However, here we are faced with the claim, not faced by the Court in Beard and Struck, supra, that the enforcement of Sec. 6382 and any regulations adopted thereunder against the plaintiff constitutes an invidious discrimination between sexes2 in naval service and violates his United States Constitutional guarantees, namely, the Equal Protection and Due Process Clauses. Beard and Struck, supra, are accordingly distinguishable and not authority on our constitutional issues. We presently are inclined to the view that executive or command decision has nothing whatever to do with the proposed discharge of plaintiff on June 30th, last. On the contrary, the discharge is mandatory through the operation of the unqualified legislative edict of Sec. 6382. This is established by the affidavit of Rear Admiral B. B. Forbes, Jr., U.S.N., attached to defendants' brief. The Admiral states: "Two hundred and thirty-eight male lieutenants of the Regular Navy were subject to the mandatory discharge from the Navy on June 30, 1972, pursuant to the provisions of Sec. 6382 . . . Thirty-one of these officers have served more than 18 years active duty on June 30, 1972 and, after discharge, they were granted commissions as active-duty officers in the United States Naval Reserve. This was done pursuant to a long-established policy within the Navy." (Emphasis supplied)

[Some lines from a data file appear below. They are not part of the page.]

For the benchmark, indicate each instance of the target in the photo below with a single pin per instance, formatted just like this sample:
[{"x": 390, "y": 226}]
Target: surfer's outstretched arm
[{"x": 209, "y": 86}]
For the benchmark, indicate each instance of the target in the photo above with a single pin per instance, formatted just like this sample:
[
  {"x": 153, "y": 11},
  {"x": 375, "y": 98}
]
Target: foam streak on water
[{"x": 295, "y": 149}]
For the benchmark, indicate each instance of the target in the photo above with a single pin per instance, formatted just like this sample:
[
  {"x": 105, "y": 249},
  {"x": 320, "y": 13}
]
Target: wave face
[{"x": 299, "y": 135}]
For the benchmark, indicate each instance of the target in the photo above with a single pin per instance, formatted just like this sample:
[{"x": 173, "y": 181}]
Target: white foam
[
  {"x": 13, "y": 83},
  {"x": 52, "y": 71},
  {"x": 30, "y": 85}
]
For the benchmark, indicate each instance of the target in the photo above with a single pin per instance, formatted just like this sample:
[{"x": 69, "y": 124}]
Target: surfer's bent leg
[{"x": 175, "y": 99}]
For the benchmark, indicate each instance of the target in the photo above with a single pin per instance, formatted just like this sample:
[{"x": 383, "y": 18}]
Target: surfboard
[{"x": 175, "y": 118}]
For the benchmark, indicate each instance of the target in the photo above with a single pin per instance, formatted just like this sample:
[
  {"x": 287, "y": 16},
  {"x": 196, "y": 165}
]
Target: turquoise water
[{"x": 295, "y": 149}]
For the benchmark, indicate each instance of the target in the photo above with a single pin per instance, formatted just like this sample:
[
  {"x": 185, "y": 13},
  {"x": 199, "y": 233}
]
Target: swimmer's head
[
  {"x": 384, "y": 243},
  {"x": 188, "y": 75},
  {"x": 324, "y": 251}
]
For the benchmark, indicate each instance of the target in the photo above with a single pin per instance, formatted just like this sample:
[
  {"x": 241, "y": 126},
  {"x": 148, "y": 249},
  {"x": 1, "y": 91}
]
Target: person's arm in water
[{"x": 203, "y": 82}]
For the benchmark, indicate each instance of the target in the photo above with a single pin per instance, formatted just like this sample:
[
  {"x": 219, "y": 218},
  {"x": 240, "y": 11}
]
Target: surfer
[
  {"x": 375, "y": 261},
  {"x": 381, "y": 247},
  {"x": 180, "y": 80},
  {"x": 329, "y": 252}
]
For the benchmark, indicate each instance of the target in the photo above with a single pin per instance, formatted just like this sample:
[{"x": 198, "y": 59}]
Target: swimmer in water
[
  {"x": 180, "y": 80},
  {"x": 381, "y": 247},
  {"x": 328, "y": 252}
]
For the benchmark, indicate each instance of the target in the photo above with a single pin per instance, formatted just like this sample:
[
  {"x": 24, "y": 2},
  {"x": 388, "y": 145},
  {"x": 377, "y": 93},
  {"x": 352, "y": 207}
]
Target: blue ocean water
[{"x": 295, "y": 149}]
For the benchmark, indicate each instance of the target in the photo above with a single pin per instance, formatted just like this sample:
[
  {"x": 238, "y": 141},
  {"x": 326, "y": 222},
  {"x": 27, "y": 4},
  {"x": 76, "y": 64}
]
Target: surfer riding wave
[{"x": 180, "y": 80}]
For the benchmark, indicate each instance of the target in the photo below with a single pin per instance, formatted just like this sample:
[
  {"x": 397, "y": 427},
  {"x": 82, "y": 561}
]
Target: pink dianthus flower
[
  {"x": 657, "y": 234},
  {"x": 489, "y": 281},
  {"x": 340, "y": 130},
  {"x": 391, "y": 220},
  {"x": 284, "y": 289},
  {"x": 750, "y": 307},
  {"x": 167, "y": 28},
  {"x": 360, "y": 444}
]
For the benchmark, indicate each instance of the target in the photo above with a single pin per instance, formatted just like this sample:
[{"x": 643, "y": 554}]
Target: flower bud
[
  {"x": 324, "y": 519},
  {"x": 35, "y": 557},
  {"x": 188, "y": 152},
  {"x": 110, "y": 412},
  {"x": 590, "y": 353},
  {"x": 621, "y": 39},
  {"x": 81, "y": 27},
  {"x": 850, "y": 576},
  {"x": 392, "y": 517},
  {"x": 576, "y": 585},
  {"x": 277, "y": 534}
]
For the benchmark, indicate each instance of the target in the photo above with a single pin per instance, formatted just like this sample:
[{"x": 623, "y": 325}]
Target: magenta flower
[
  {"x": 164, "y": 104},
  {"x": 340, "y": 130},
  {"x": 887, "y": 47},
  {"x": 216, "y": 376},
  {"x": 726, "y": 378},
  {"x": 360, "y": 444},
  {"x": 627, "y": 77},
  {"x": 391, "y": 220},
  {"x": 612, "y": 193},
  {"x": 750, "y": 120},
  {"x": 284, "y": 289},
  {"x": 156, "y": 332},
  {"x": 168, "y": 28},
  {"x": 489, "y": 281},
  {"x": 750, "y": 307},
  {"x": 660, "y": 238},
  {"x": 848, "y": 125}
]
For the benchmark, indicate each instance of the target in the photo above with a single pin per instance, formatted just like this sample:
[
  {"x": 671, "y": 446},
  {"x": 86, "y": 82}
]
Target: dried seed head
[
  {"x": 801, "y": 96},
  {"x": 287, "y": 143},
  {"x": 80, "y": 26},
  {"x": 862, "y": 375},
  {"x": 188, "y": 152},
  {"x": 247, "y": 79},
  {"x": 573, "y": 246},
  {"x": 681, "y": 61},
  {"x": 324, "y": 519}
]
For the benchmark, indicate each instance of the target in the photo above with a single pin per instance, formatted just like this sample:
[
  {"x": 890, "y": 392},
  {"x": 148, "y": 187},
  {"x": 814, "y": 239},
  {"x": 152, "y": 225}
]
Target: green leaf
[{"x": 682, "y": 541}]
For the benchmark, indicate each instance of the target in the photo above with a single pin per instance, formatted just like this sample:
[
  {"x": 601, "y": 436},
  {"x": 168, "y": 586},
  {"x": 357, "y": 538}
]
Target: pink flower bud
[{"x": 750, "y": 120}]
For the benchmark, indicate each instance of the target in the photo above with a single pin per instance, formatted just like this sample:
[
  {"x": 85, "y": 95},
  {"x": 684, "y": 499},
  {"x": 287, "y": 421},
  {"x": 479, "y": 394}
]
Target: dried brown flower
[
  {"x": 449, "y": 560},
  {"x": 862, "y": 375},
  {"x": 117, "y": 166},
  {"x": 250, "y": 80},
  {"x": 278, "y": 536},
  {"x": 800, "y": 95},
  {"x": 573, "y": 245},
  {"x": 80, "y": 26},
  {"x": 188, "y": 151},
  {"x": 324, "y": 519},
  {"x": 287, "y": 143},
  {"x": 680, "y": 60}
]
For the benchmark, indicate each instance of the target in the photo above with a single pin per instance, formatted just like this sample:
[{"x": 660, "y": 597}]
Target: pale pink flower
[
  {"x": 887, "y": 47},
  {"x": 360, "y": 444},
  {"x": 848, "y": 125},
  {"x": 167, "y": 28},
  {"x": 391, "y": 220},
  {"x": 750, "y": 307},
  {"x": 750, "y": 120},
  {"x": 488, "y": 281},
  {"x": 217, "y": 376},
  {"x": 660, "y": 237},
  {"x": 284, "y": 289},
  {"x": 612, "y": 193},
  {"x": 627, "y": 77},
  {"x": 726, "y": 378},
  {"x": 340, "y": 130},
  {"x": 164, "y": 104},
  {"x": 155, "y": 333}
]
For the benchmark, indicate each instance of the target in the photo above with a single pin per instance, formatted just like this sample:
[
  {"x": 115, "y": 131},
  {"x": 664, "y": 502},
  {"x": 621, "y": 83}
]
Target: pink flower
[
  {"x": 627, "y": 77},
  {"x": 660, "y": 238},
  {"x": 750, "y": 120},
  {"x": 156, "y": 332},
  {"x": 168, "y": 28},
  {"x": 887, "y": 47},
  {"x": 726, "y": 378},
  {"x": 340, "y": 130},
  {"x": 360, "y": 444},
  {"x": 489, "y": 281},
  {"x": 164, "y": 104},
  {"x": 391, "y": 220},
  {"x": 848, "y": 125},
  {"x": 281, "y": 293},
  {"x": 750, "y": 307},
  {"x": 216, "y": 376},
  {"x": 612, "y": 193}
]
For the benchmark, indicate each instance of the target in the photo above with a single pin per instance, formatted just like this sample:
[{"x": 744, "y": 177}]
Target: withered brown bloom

It is manifest that the only command function or policy exercised over the 238 male lieutenants was applicable to the 31 who received the active duty Reserve status, while the remaining 207 male lieutenants were discharged pursuant to the legislative edict.

The recurring imbalance of demand and supply of active duty officers for the various grades taxes the rational exercise of command policy and decision. Sometimes this imbalance results in...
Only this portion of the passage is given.